Most indoor air quality professionals are quite conversant on contaminants such as mold, VOCs, radon and the other “biggies”. Professionals need to be familiar with a lesser known class of contaminants which include plasticizers and flame retardants. These contaminants have been reaching the headlines because of research showing their ability to disrupt the endocrine system.
Do what to the what? Your endocrine system is comprised of your body’s glands that secrete hormones. Some chemicals can act like hormones and have a serious effect on your health.
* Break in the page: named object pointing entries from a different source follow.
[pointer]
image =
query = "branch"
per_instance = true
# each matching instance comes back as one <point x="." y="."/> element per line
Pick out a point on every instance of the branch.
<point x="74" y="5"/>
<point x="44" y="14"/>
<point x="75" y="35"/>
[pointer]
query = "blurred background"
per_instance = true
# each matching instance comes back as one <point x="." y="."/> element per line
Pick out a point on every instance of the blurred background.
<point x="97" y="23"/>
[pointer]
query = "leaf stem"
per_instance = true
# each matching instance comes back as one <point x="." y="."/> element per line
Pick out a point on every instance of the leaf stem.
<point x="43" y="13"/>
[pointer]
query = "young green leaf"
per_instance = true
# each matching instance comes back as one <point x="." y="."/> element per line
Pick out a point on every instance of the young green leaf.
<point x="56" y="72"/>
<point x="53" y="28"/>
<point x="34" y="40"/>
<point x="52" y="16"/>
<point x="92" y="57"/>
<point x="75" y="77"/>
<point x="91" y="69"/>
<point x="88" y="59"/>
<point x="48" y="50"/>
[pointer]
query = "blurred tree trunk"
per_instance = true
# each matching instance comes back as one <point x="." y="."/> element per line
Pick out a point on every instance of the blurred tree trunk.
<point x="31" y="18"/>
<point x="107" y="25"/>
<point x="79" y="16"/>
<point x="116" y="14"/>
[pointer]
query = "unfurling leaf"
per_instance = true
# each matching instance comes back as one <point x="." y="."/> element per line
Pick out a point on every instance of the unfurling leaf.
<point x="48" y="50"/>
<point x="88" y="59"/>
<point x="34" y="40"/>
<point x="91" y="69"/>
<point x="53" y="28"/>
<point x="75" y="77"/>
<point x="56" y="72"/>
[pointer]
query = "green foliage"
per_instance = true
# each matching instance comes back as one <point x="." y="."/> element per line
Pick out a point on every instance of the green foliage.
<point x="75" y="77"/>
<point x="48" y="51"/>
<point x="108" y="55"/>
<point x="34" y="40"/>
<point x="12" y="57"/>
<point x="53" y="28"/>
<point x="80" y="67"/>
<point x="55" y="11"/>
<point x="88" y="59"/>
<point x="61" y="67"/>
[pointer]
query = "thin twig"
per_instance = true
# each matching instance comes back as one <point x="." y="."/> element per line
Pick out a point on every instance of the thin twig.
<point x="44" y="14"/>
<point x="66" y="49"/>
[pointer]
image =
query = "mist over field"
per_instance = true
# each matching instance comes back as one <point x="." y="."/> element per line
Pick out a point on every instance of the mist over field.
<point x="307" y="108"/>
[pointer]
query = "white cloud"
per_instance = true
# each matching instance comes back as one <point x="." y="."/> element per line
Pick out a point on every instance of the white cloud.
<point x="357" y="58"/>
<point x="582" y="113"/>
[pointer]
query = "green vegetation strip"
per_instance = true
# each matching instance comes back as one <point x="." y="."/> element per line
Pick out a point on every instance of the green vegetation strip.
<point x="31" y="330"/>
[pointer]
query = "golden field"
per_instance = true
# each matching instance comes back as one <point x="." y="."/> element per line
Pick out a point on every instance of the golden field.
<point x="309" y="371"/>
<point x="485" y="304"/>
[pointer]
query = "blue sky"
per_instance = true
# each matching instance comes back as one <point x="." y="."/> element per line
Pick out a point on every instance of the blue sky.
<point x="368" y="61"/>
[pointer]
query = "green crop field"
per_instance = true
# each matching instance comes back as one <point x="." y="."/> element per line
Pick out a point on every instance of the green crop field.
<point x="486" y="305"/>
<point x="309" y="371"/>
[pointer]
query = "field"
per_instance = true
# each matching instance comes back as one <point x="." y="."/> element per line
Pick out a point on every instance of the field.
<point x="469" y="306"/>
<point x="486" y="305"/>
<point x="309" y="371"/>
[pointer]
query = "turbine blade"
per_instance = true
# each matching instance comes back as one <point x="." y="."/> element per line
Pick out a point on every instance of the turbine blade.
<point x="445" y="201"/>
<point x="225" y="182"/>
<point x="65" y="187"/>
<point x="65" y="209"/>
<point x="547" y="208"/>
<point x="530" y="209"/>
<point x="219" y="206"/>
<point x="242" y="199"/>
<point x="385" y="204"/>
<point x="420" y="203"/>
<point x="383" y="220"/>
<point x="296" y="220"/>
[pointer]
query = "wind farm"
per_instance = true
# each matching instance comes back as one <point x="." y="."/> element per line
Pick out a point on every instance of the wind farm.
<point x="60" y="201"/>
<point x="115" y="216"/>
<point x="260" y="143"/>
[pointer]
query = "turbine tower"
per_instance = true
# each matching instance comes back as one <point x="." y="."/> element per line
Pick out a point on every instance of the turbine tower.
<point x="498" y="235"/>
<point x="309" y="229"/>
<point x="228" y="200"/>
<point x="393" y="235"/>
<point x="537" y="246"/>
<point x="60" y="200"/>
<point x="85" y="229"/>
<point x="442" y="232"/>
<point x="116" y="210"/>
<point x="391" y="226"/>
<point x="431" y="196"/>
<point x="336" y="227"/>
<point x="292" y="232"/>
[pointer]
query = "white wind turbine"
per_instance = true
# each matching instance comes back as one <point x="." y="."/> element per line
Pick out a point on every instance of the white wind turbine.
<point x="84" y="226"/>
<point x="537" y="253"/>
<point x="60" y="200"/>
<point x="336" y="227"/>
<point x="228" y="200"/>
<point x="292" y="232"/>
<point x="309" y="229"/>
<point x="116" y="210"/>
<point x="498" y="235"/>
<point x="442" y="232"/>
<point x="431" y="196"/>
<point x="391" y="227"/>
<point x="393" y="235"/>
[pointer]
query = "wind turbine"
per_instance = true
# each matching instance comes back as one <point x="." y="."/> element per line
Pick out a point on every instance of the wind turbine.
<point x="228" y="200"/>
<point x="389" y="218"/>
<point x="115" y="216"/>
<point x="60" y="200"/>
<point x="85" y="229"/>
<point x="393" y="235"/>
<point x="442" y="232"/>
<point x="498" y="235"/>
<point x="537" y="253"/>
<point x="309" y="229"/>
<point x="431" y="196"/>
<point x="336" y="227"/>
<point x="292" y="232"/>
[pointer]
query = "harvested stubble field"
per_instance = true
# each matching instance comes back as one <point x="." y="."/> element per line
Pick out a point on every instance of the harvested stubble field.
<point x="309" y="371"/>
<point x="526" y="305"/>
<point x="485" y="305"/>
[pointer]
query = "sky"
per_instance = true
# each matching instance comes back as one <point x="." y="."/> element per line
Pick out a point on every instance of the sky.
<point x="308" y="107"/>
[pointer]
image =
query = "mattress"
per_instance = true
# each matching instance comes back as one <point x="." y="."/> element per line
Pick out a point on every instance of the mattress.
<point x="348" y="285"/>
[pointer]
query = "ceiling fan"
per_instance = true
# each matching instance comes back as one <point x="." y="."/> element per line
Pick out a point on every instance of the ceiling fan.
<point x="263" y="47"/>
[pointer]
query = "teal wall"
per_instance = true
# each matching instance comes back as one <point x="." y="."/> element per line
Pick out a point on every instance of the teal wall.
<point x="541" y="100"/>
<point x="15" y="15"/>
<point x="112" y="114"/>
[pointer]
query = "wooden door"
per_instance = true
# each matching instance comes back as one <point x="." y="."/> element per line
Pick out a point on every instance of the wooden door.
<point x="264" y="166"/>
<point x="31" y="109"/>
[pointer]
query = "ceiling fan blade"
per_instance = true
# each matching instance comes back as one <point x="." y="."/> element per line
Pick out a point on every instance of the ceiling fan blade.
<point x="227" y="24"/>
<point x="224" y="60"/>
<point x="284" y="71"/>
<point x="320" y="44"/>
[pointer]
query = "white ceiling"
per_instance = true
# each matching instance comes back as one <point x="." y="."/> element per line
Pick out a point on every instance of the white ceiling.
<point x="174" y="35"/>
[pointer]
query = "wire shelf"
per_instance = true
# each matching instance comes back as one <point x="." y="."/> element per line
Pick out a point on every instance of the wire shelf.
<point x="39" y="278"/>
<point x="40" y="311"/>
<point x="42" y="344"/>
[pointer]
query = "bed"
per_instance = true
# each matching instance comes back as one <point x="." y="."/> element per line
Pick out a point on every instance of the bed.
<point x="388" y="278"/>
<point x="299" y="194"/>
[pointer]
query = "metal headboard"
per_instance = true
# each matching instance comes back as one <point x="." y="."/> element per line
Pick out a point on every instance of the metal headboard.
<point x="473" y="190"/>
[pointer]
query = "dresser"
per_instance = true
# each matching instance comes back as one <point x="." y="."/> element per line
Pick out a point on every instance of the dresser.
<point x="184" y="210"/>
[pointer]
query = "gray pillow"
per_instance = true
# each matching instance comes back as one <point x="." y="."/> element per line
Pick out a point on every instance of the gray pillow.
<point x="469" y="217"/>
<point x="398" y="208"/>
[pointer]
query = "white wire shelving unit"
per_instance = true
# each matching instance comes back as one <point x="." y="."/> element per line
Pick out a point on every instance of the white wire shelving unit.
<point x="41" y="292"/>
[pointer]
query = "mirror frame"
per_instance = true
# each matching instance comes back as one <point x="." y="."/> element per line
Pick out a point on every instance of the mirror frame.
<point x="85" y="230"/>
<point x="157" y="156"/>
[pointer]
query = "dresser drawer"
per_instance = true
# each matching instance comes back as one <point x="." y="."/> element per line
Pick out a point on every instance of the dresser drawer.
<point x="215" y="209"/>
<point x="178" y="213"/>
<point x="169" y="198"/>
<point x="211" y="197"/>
Here is a quick run down of some endocrine disruptors you’ll see in the news:
- BPA (Bisphenol A): A plasticizer used to harden polycarbonates that can act as a synthetic estrogen. There is special concern over BPA in baby bottles.
- Phalates: plasticizer used to soften PVC (e.g. shower curtains). A special concern is over diethylhexyl phthalate (DEHP) with is a plasticizer used in medical devices.
- Polybrominated diphenyl ether (PBDE): flame retardant that is being phased out in favor of organophosphates (which have been shown to also have deleterious effects)
The greatest concern over these chemicals surrounds the reproductive effects. This includes semen quality, defective eggs, feminization of boys etc.
How do these chemicals affect the indoor air quality? They can be found in house dust which becomes airborne when disturbed. Besides inhalation, the ingestion route is of a concern for small children who may put their dust-laden hands in their mouth. With two small kids at home, I can attest to their proclivity toward having their hands in their mouths!
For more information on this topic, I recommend reading through Environmental Health Perspectives. They have great articles such as “House Dust Concentrations of Organophosphate Flame Retardants in Relation to Hormone Levels and Semen Quality Parameters”. I’ll be posting more detailed information on this topic as time goes on. For now I just wanted to get an introduction up on the blog.